# Clearcoating for protection



## ncutler (Apr 26, 2010)

So my co-worker has informed me that she wants to give me her two fish tanks that house her shellies (meleagris & caudopunks) - how could I say no?

I've got a coffee table that is the perfect height, but it goes a milky/cloudy white color whenever it gets wet. Eventually it clears when it dries but if I have tanks on it, I'd like to protect it so it doesn't.

I bought some polycrilic waterbased clearcoat (minwax) but after 3 coats it's still going milky. I asked a guy at Rona about it and he was lost as to why it's still going cloudy. Looked at Spar Urethane, but didn't want to buy it unless I know it would prevent the cloudiness.

Is there something with the table that's effecting it since it did it before and after polycrilic was added?

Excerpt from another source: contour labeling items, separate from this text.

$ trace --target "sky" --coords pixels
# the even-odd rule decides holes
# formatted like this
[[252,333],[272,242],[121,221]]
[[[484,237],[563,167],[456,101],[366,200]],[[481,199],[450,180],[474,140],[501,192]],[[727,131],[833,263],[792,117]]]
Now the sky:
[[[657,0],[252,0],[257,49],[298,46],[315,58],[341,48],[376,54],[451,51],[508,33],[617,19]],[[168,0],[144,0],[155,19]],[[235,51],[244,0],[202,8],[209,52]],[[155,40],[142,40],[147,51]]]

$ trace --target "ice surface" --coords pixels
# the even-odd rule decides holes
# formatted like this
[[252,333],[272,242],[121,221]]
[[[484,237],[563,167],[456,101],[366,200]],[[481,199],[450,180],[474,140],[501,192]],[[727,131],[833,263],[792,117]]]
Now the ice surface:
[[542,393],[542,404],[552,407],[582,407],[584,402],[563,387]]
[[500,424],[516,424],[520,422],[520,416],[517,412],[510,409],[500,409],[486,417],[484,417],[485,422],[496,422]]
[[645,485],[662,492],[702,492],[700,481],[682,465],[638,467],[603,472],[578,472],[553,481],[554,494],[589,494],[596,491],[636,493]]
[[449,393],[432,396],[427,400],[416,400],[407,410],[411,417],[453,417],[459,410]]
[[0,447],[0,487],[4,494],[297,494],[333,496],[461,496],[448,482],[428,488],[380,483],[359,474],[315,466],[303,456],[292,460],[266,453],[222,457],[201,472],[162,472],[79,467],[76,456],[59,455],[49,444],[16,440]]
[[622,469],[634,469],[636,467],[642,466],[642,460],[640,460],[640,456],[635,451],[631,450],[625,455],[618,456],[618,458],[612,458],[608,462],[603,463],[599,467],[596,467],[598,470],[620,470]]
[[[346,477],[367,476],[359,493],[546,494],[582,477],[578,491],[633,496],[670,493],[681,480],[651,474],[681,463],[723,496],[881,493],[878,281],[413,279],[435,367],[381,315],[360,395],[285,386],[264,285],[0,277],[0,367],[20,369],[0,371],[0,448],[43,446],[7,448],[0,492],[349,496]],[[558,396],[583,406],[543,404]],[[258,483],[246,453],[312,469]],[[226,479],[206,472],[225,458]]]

Would thompson's water sealer work? Or would I keep needing to apply it every year or two (which the guy at rona reported I'd need to do)


----------



## t-bore (Apr 21, 2010)

Honestly coffee tables are meant for coffee and a few magazines. Two fish tanks have the potential to be very heavy! You did not state what size the tanks were but you are probably better off making or purchasing a stand made to hold the weight. Remember 1 gallon of water is roughly 8.3 pounds plus the gravel and tank itself, filters, heater it adds up!


----------



## ncutler (Apr 26, 2010)

they are 10G and 25G long. The coffee table is below










What happens when water is placed on it:


----------



## taureandragon76 (Apr 21, 2010)

apply some polyeurotheyne to it and that should do the trick. Probably will have to do two coats min. That coffee table is fine for the tanks your putting on it.


----------